Elder offspring: Blood is cool.
Younger offspring: (Covering head with blanket) I hate blood, because I hate owies!
Dr. Free-Ride: But your blood does all sorts of good things for your body. You know that you're filled with blood, right?
Elder offspring: Actually, your body is two-thirds water.
Dr. Free-Ride: And what do you think there's lots of in blood?
Elder offspring: Oh yeah, water.
Younger offspring: I hate blood. I wish I didn't have any.
Dr. Free-Ride: You need it to get oxygen to all the parts of the body.
Younger offspring: No I don't, I'll just breathe harder.
* * * * *
The sprogs recommend:
A book: A Drop of Blood by Paul Showers, illustrated by Edward Miller.
The text of this book is straight-ahead science for the grade school set, explaining the key components of blood (red blood cells, white blood cells, platelets) and what they do. There are nice diagrams of how the circulatory system gets involved in transporting nutrients as well as oxygen, pictures of a white blood cell eating a germ, and a step-by-step explanation of how a scab forms.
But this unassuming text is illustrated in classic horror movie style.
All the "people" in the drawings are either vampires or ... uh, whatever those greenish hunchbacked creatures who become henchmen are.

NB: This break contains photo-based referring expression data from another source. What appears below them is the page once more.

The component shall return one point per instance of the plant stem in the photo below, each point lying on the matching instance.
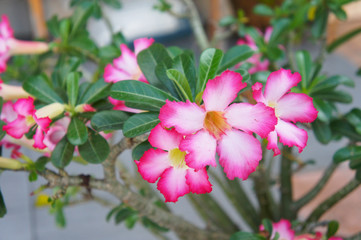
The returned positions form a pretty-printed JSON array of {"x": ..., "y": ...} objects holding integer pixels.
[
  {"x": 316, "y": 189},
  {"x": 328, "y": 203},
  {"x": 286, "y": 185},
  {"x": 196, "y": 23}
]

And this illustration choice is brilliant! Kids who might be squicked out by blood in real life cannot resist the scary/funny/cool cartoonish vamps accompanying the text in this book. The drawing of the Count offering Igor a Band-aid for his boo-boo is heart-warming. So is the multigenerational picture that accompanies this text:
Little people do not need much blood. Cathy is one year old. She weighs twenty-four pounds. She has about one and a half pints of blood in her body. That is less than one quart.
Big people need more blood. Russell is eleven years old. He weighs eighty-eight pounds. He has about five and a half pints of blood in his body. That is a little less than three quarts.

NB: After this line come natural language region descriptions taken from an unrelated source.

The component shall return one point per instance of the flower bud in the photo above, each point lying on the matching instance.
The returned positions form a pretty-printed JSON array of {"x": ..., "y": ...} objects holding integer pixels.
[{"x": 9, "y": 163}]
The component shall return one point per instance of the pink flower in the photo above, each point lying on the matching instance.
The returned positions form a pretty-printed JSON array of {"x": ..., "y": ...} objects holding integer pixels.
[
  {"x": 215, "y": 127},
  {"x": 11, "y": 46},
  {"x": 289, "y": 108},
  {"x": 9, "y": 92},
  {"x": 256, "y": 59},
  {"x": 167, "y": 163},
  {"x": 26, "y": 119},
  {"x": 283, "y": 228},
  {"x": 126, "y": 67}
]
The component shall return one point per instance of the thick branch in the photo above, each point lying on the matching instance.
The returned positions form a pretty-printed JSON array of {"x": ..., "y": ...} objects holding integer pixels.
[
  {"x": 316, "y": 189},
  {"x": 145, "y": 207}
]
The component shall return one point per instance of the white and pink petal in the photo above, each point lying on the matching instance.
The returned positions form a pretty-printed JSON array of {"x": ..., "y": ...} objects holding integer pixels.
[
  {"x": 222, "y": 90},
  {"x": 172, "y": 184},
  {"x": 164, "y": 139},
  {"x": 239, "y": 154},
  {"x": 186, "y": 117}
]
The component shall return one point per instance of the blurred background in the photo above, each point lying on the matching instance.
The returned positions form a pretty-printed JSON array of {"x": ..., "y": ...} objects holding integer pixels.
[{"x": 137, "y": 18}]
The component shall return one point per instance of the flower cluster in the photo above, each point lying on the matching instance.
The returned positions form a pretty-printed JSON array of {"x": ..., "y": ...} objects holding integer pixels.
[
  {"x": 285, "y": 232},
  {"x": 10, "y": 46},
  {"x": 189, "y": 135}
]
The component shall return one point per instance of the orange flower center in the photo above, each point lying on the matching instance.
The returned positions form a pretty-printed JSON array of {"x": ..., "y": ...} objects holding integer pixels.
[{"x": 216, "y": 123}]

Russell is a young vampire, while Cathy is a cute green toddler with purple circles under her eyes.
This is a really engaging book. And, the science looks pretty good.

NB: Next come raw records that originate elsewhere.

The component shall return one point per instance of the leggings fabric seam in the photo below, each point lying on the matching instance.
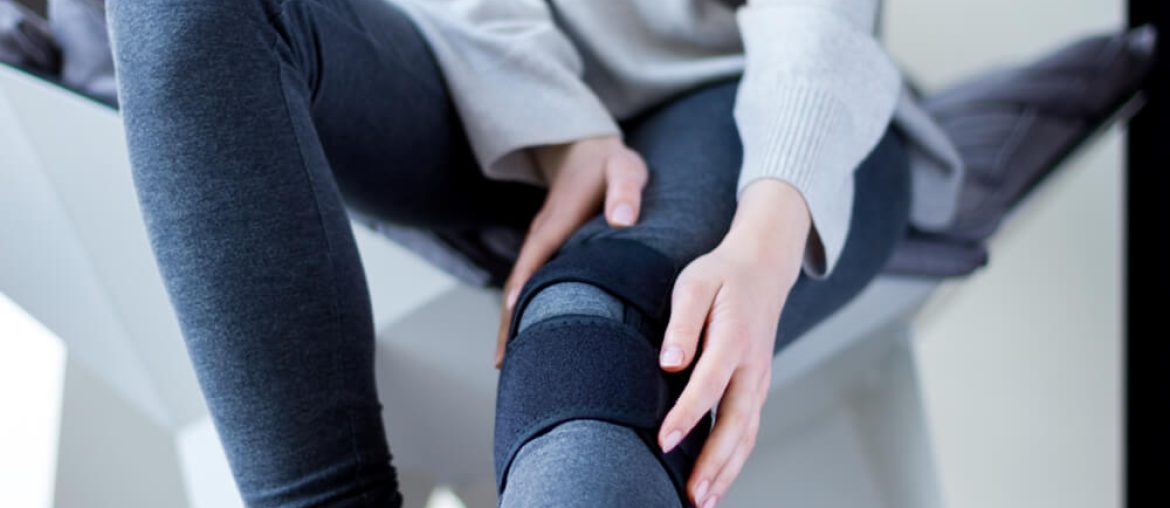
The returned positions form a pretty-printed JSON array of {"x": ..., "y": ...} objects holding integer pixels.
[{"x": 335, "y": 307}]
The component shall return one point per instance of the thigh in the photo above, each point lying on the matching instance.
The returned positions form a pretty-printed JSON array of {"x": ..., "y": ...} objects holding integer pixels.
[
  {"x": 693, "y": 151},
  {"x": 387, "y": 123},
  {"x": 694, "y": 155}
]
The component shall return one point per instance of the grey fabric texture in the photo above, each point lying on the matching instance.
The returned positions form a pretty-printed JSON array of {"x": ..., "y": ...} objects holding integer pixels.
[
  {"x": 1013, "y": 128},
  {"x": 584, "y": 462}
]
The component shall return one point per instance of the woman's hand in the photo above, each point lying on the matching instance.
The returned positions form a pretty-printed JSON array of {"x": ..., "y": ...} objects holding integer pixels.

They Might Be Giants, "Blood-Mobile" (with an unauthorized animation by Dave Logan).
It's a They Might Be Giants song, so the lyrics are fun and intricate. Verse by verse, we learn of the various functions the blood serves in our bodies. ("to carry oxygen, nutrients, things that fight infections, do the trash collection and deliver the mail"). Good song. (Lately, though, the elder sprog is more concerned to figure out which verses are sung by John Linnell and which are sung by John Flansburg. They grow up so quickly!)
The animation is pretty neat, too. However, it gets the white blood cells completely wrong (making them look like red blood cells, only white). Trust the lyrics, not the animation, to get the facts right.
TMBG are an excellent source of educational music in all respects.
I think that is fabulous. You know, I've often said that history texts should be written in the format of People magazine. Now I also think science texts should be written in cartoons. These subjects are so much more interesting than most textbooks make them sound. It just doesn't seem fair.
Thanks for the link to the bloodmobile song! I'll be using that in my college Human Bio class - anything to make the info stick a little easier, right!
Hey, Dave was only a high school senior when he did Bloodmobile! (I am his mother.)